Reputation: 1218
I'm trying to write a function which draws randomly elements from a collection and adds them to a new one. So if you want to draw 3 elements from {1,2,3,4,5} you could get {5,3,4}. I came up with this generic function:
/**
* Take a random sample without repeats of the specified size from a
* collection. Note that if the collection you're sampling from contains
* repeated elements, then the sample could also contain repeated elements.
* Use a Set as an argument to avoid this.
*
* @param <T> The type of objects in the Collection
* @param <E> The type of the collection
* @param collection The collection
* @param size The sample size of elements which you wish to extract from
* the collection
* @param factory A factory method for the collection E. Call with
* "new::ArrayList" or something similar.
* @return A random sample of the collection consisting of 'size' elements
* without repeats (unless the original collection contained repeats).
* @throws IllegalArgumentException if size is larger than the collection.size().
*/
public static <T, E extends Collection<T>> E drawRandomlyWithoutReplacement(List<T> collection, int size, Supplier<E> factory) {
if (size > collection.size()) {
throw new IllegalArgumentException("The sample size cannot be greater than the size of the collection.");
}
E list = factory.get();
for (int i = 0; i < size; i++) {
int r = MathUtils.randomInt(0, collection.size() - 1);
list.add(collection.remove(r));
}
return list;
}
Unfortunately the Collection interface does not have a function which returns an element from the collection if you remove it, but List and Vector (among others) do have it. Is there a way I can make this function work for Lists and Vectors without having to overload it 3 times? I tried making the first argument being of type C
where C extends List<T> | Vector<T>
but unfortunately this didn't work.
Upvotes: 3
Views: 117
Reputation: 11740
The Collection
interface can't do a remove but its Iterator
.
public static <T, E extends Collection<T>> E drawRandomlyWithoutReplacement(Collection<T> collection, int size,
Supplier<E> factory) {
final int colSize = collection.size();
if (size > colSize) {
throw new IllegalArgumentException("The sample size cannot be greater than the size of the collection.");
} else if(size == 0) {
return factory.get();
}
Random rand = new Random();
Set<Integer> sampleIndices = new TreeSet<>();
while (sampleIndices.size() < size) {
sampleIndices.add(rand.nextInt(colSize));
}
E result = factory.get();
Iterator<T> collectionIterator = collection.iterator();
Iterator<Integer> indexIterator = sampleIndices.iterator();
int sampleIndex = indexIterator.next();
for (int i = 0; i < colSize; i++) {
T sample = collectionIterator.next();
if (i == sampleIndex) {
result.add(sample);
collectionIterator.remove();
if (indexIterator.hasNext()) {
sampleIndex = indexIterator.next();
} else {
break;
}
}
}
return result;
}
Upvotes: 3
Reputation: 23562
Let the collection
be any collection (Collection<T> collection
).
E list = factory.get();
List<T> colAsList = new ArrayList<>(collection);
for (int i = 0; i < size; i++) {
int r = MathUtils.randomInt(0, colAsList.size() - 1);
list.add(colAsList.remove(r));
}
collection.removeAll(list);
return list;
Upvotes: 1
Reputation: 472
For collections of unknown size or streams of elements (in your case an iterator) there is a family of algorithms with the exact purpouse that you need called reservoir sampling.

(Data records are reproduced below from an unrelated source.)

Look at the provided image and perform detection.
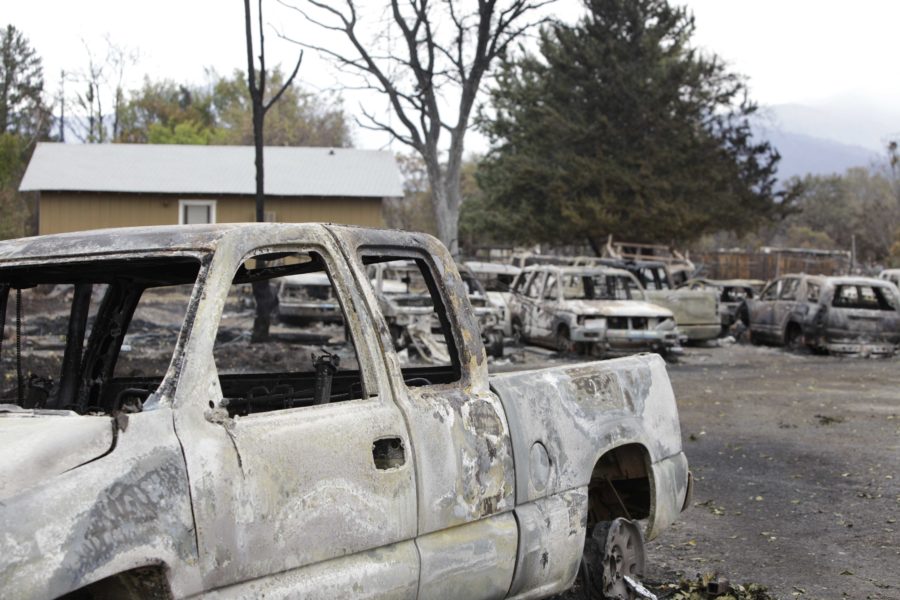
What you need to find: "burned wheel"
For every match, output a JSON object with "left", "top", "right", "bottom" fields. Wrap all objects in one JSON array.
[
  {"left": 579, "top": 518, "right": 645, "bottom": 600},
  {"left": 511, "top": 319, "right": 525, "bottom": 344},
  {"left": 784, "top": 323, "right": 806, "bottom": 352},
  {"left": 556, "top": 325, "right": 575, "bottom": 354},
  {"left": 484, "top": 331, "right": 503, "bottom": 358}
]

Reservoir sampling is a family of randomized algorithms for randomly choosing a sample of k items from a list S containing n items, where n is either a very large or unknown number.

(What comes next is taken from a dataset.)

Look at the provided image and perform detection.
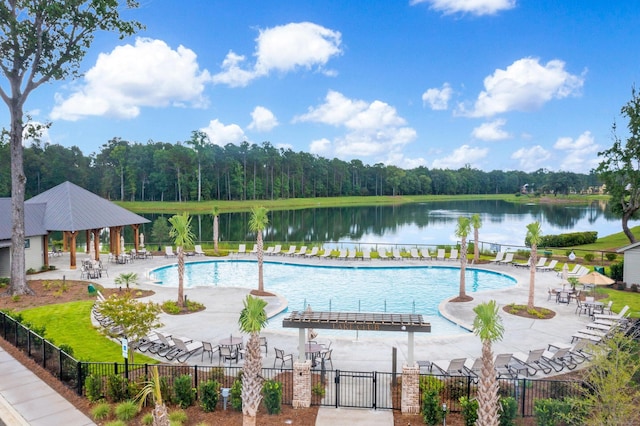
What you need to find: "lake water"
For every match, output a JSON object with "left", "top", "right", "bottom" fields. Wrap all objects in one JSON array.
[{"left": 143, "top": 200, "right": 638, "bottom": 248}]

The following algorithm runs in linear time and is guaranteed to pick numbers with the needed probability.
public static <T> List<T> reservoirSample(Iterable<T> items, int m){
ArrayList<T> res = new ArrayList<T>(m);
int count = 0;
for(T item : items){
count++;
if (count <= m)
res.add(item);
else{
int r = rnd.nextInt(count);
if (r < m)
res.set(r, item);
}
}
return res;
}
This sample is taken from this blogpost, where you can further read about the topic.
Upvotes: 0
Reputation: 76
How about List, ArrayList, Vector are the subclasses and it defines
E remove(int index) //removing and returning
See http://docs.oracle.com/javase/7/docs/api/java/util/List.html
Thanks Marco for pointing it out, i initially suggested AbstractList
Upvotes: 1